# Headlight Eyebrows and whitened out emblems OPINIONS?



## SnowBlindLTZ (Jan 4, 2012)

OK so i tried another mod today, and am looking for opinions. I work at a printing company and got ahold of some self adhesive vinyl (Glossy white) we use to print signs for cars. Wheels started turning and I thought of headlight eyebrows Ive been wanting. So I attempted to make my own. Oh yea whil I was at it i Whentened out the front and rear chevy emblems....what do you all think? I really like the emblems but am borderline on the eyebrows...


----------



## Mick (Dec 31, 2011)

The white emblem works. I'm not feeling the eyebrows cause it reminds me of an accord. But if you like em, rock em!

I'm more interested in your led's. I've yet to see the ones I want, can you do close up please? (on and off)


----------



## Smurfenstein (Nov 16, 2011)

Same as Mick. The eyebrows look like you did too much, and you're blocking off half of the headlight, while leaving the entire turn marker open.

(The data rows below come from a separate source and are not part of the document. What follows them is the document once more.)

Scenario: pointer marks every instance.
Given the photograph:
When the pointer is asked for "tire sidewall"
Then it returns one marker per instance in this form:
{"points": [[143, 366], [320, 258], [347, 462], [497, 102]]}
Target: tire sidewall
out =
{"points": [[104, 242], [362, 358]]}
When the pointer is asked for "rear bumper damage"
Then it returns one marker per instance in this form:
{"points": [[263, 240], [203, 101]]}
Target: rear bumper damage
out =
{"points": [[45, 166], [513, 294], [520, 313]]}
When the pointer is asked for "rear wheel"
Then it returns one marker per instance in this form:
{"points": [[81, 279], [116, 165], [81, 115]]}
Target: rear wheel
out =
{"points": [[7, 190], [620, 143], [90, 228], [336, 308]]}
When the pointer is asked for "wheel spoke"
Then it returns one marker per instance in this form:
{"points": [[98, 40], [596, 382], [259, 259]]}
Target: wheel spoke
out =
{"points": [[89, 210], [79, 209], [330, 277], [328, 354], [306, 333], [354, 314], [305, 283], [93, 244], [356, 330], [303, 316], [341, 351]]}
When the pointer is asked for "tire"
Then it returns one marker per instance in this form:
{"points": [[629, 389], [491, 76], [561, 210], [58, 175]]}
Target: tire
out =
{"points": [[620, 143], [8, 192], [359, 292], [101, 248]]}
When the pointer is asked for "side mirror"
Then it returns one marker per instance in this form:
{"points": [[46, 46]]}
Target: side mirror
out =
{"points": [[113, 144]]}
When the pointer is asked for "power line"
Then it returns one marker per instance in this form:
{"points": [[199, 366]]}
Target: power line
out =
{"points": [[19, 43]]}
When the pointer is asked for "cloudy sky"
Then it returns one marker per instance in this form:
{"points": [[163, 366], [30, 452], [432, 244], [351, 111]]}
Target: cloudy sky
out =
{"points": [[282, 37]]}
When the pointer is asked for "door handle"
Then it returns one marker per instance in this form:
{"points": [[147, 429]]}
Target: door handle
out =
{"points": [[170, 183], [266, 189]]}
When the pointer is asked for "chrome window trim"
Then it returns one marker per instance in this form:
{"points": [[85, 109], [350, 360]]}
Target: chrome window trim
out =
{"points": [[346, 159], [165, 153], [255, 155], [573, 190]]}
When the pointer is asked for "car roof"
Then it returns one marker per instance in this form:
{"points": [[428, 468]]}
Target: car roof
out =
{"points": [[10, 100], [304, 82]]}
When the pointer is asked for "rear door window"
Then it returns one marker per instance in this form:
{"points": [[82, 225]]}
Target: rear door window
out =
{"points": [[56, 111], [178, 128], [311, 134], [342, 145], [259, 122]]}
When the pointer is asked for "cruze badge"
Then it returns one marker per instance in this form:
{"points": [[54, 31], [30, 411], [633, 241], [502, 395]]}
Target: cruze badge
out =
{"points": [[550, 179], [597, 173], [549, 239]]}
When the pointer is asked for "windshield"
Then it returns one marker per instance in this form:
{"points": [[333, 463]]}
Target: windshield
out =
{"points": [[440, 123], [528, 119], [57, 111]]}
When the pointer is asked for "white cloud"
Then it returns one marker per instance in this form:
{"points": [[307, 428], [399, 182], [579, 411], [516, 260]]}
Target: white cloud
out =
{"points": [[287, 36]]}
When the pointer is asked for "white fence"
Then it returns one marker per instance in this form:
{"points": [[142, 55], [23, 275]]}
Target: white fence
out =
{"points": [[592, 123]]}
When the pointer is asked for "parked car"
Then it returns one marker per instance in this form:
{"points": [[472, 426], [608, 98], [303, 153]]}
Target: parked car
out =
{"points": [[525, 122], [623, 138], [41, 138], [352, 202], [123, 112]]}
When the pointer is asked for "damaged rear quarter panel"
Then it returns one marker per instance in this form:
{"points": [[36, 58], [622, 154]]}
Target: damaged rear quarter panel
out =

But, its your car, and if you like it, keep it.


----------



## GoldenCruze (Dec 18, 2011)

I am against anything that reduces the effectiveness of headlights. Does it in this case? And you could run afoul of local vehicles laws with this.


----------



## CHEVYCRUZE RS (Mar 29, 2011)

Not a fan of the headlight eyelids, but if you like them keep em! I like the white on white you got going on though!


----------



## Nobody (Feb 12, 2012)

black out the lower grill. car looks great


----------



## sciphi (Aug 26, 2011)

Not a fan of the eyelids. I love those LED's, though! I wonder how that would look surrounding the foglights.


----------